CBN maintains 12 percent Interest Rate

By The Citizen
Listen to article


 
The Central Bank of Nigeria (CBN), has maintained its monetary policy by leaving its Monetary Policy Rate (MPR) at 12 per cent. Addressing journalists after the Monetary Policy Committee (MPC) meeting in Abuja, the CBN governor, Sanusi Lamido Sanusi said 'The Committee decided to maintain rates as it stands with MPR at 12 per cent with a corridor of +/- 200 basis points,' adding that the committee also agreed to 'maintain the Cash Reserve Ration (CRR) at 12 per cent, and liquidity ratio at 13 per cent.'

He explained that the apex bank has continued to retain the MPR at 12 per cent for this long, because the economy 'cannot have low interest rate in high inflation rate regime,' saying that the 'CBN 's ability to bring down rates is a function of its ability to maintain stability.'

Sanusi further stated that 'Given the stability achieved in the last 12 months with average year-on-year headline inflation rate at 12.24 per cent, in 2012, the MPR of 12 per cent was considered to be just about right.

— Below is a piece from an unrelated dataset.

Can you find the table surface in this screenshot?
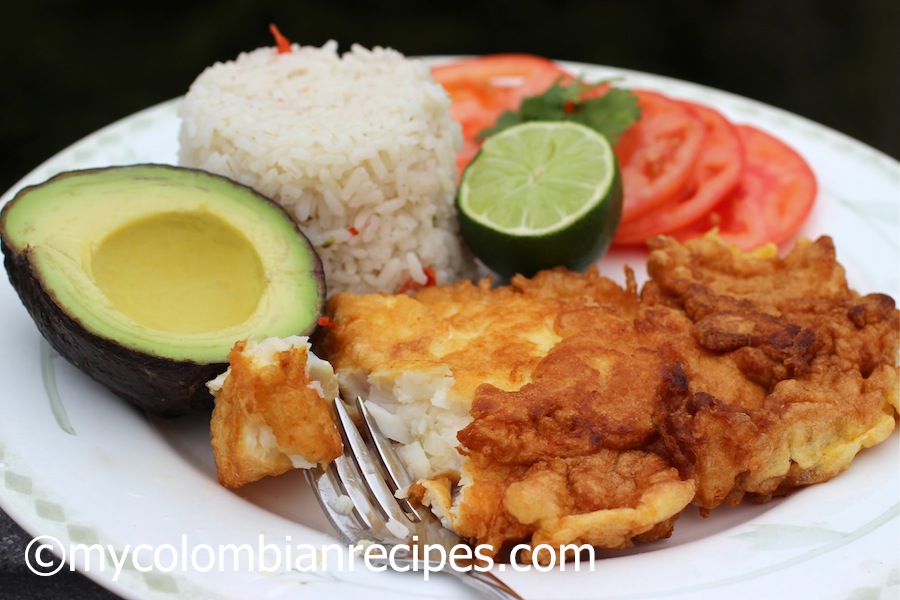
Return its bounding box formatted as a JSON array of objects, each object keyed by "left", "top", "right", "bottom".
[{"left": 0, "top": 508, "right": 120, "bottom": 599}]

'The Committee considered the calls for a reduction in the MPR because of the benign inflation outlook, other things being equal.'

However, this may be undermined by the increased sub-national government spending and Federal Government high expenditure in 2013, the higher benchmark oil price in the 2013 budget and the US debt ceiling with possible impact on commodity prices.

'In view of the foregoing, the Committee decided that it was prudent to hold and monitor developments between now and the next meeting of the MPC.

Meanwhile, Sanusi also disclosed that Nigeria received N6.24 trillion ($40 billion) as oil revenue  from January to November last year. A development which it said, enhanced the stability of the exchange rate and built up of the external reserves.

It said: 'Overall, the relative stability recorded in the foreign exchange market could be attributed to the combined effects of improved supply of foreign exchange by oil companies and enhanced capital inflows from portfolio investors during the period under review.

'The Committee expressed satisfaction with the sustained accretion to external reserves which stood at US$43.849 billion as at December 31, 2012, representing an increase of US$1.682 billion or about 3.98 per cent from the level of US$42.167 billion at end-October 2012.

'Relative to the end-December 2011 level of US$32.915 billion, the external reserves at the end of December 2012, had risen by US$10.934 billion or 33.21 per cent. The increase in the level of foreign reserves was driven mainly by proceeds from crude oil and gas exports and crude oil related taxes as well as reduced funding of the WDAS on account of the huge inflow of foreign portfolio investments, which was about 77.0 per cent of total inflows through the CBN.